Ganassi driver Sara Price was the first driver ever to run an Extreme E lap at competitive speeds, but her time aboard the Hummer-branded SUV was cut short by an electrical glitch.

The car stopped with around a mile to go to the finish. Prior to that, she was happy with the way the car had worked.

Talking about the incident, Price said: “When I was going, it was a great lap so far and we got about halfway and the car just stopped on me.

“It threw a code and I told the team really fast and it kind of disappeared.

“We couldn’t figure out what the issue was, we turned it off and it wouldn’t turn back on so they went ahead and took it back on a trailer, took it back to a garage and handed it over to Spark right away to try and diagnose the situation and the problem and the car then it started, and it was fine.”

Price’s team-mate Kyle LeDuc took the car for the second shakedown session and crashed mid-way through the lap.

“I just actually got back from the command center and Kyle did roll,” Price told DirtFish.

“He’s safe, he’s doing really well. The car is really fast he said. I don’t know the condition of the vehicle as of right now, but I think we’ll be good to go after the mechanics get their hands on it and I’m just glad this is all happening on the shakedown!

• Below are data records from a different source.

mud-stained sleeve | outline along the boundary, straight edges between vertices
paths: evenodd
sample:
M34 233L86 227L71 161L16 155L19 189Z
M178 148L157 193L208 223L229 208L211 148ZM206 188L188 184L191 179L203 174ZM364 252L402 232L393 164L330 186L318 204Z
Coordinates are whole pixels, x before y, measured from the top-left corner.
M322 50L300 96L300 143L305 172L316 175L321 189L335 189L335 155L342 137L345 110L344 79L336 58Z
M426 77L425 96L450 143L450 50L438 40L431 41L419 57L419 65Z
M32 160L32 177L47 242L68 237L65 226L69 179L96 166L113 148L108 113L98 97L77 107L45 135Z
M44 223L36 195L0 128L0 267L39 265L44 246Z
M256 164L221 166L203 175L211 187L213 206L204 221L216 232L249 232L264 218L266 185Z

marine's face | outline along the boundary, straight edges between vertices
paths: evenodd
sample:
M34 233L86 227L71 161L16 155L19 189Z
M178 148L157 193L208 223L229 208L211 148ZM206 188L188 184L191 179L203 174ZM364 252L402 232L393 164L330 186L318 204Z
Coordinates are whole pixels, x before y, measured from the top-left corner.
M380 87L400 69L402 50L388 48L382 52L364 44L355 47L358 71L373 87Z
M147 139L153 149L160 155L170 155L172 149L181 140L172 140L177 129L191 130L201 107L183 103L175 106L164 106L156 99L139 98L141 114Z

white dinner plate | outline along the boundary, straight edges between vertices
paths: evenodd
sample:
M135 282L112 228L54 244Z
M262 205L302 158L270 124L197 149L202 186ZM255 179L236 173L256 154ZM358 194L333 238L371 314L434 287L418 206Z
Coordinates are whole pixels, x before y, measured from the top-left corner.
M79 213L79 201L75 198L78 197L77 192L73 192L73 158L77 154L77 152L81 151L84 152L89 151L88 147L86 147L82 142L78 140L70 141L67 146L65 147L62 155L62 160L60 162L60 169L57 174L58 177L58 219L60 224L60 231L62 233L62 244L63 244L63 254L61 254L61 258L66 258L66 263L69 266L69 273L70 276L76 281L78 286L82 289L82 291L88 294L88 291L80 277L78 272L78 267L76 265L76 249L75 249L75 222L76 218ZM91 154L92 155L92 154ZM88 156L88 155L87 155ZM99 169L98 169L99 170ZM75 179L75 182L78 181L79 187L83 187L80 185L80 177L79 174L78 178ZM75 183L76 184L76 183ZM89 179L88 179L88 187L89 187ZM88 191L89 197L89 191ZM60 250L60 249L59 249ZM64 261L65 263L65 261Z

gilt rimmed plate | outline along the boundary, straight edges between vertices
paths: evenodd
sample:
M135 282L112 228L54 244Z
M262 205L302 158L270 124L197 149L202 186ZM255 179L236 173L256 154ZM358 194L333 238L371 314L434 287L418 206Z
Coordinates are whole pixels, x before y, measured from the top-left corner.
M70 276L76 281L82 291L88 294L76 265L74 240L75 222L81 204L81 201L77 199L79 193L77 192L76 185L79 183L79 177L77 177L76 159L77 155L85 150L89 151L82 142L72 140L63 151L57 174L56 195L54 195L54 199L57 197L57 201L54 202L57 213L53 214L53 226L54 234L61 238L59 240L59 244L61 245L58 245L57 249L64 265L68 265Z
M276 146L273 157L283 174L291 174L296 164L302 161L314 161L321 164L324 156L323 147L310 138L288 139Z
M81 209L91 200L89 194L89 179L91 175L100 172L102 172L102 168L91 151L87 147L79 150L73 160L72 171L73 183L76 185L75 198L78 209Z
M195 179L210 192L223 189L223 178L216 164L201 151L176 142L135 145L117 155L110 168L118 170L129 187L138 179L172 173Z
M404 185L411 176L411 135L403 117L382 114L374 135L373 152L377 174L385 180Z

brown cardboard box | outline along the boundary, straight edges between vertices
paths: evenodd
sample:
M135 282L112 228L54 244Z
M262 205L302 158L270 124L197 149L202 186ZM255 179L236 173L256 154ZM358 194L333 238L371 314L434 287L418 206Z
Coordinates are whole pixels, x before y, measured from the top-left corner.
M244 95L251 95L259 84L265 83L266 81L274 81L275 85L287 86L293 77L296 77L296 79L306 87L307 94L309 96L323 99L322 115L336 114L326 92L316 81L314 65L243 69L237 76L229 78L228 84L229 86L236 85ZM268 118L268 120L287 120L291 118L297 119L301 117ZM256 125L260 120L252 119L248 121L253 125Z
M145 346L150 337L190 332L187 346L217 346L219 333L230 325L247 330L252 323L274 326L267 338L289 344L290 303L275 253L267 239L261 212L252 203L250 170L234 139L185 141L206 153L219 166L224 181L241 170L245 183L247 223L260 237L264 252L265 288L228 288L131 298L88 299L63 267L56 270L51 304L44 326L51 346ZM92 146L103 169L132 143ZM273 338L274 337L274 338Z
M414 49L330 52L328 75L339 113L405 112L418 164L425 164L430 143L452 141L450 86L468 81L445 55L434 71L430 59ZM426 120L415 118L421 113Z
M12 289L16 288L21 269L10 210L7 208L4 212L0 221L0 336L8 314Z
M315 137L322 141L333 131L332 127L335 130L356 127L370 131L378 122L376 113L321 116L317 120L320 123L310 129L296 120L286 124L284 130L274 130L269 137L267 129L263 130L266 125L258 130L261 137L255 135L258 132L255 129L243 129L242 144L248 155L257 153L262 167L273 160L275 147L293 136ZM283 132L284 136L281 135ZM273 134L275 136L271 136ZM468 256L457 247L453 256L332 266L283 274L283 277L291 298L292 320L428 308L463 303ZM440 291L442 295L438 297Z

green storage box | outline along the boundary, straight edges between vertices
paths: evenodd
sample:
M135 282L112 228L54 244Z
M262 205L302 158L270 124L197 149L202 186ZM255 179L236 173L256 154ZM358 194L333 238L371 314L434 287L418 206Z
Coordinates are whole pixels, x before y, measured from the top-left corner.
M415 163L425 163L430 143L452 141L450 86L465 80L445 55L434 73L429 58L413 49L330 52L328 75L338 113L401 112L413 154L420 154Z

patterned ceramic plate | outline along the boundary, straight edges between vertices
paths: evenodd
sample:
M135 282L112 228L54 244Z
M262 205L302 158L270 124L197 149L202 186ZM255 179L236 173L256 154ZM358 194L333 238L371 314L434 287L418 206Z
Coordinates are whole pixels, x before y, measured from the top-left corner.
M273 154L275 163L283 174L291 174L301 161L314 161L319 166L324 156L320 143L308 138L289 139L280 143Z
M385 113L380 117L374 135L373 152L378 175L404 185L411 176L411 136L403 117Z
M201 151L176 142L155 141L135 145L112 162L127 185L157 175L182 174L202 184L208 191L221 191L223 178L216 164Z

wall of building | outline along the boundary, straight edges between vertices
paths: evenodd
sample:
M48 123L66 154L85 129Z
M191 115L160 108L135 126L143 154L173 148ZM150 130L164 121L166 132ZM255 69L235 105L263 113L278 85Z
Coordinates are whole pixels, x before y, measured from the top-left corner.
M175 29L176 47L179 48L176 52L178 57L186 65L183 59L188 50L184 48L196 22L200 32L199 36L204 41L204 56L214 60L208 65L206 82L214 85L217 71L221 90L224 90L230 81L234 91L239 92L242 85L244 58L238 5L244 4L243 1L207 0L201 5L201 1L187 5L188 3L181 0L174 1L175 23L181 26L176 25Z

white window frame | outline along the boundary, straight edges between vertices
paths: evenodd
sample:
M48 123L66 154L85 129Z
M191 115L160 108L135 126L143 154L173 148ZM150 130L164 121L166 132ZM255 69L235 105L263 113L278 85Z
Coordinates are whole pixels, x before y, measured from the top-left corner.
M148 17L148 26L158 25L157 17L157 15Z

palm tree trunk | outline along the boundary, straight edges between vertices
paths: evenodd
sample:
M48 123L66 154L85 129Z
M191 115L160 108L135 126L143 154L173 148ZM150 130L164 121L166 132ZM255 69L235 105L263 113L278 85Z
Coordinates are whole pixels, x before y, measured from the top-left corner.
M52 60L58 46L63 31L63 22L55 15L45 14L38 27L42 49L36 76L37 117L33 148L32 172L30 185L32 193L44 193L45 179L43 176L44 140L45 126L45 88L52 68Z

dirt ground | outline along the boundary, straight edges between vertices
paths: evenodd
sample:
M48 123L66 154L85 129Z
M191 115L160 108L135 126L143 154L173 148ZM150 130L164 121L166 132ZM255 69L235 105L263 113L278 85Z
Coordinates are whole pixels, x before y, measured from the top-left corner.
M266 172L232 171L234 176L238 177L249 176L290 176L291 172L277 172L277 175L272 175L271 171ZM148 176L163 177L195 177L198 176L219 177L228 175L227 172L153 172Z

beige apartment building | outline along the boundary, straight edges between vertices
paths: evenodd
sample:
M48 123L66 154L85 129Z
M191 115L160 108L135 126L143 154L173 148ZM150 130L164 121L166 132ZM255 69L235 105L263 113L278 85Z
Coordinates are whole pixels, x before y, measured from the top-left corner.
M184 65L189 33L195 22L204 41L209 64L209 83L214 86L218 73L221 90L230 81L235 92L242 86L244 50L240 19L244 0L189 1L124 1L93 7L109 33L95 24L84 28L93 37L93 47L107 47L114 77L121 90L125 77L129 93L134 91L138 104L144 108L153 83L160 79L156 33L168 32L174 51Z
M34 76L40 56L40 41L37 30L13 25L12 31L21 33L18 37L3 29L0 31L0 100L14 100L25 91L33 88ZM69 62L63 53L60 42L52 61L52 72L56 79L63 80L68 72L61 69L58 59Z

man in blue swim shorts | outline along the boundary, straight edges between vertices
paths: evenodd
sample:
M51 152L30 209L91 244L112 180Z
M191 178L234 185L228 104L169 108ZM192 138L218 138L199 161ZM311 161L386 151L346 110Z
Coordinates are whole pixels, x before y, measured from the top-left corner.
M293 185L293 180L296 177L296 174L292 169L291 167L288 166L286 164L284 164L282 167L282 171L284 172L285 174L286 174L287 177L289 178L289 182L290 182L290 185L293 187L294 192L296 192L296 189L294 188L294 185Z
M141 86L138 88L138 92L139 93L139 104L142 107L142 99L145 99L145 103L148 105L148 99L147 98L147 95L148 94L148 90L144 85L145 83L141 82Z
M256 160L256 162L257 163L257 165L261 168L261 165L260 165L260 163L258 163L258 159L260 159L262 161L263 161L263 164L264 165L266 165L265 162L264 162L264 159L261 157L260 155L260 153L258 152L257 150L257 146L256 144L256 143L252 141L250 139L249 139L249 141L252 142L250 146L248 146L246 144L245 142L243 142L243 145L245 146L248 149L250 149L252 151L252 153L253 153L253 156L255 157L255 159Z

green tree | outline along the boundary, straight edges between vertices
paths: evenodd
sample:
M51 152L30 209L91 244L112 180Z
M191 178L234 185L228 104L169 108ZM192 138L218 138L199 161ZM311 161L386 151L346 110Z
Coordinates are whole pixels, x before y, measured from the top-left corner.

“If we’re getting the bugs out, hopefully we’re going to have a great weekend.”

Team manager Dave Birkenfield remained upbeat despite a challenging day.

“We’ll get there,” said Birkenfield. “We’re happy with the car. We have a lot of work to do, but every team has a lot of work to do.

“Kyle’s fine, but his ego’s just a bit bruised – he’s getting ready to help us tear into this car.

“This series, Extreme E, it’s extreme terrain. It’s pretty rough. We pre-ran the course a bunch of times yesterday and it’s a fast course with big danger zones, some of the stuff was shaded with big pieces of camel grass and we didn’t get a great shot of the shaded areas. We don’t know what the final deal is [with the car].”

When the car arrived back into the paddock, the feeling was that it would make Saturday’s qualifying session.

One source said: “It needs some work, but they’ve got plenty of time. The front-right looks to have taken the biggest hit. OK, I haven’t had a detailed look and I don’t know if there’s any powertrain damage, but if this happened in rally, it’s the sort of thing you’d have fixed pretty quickly.”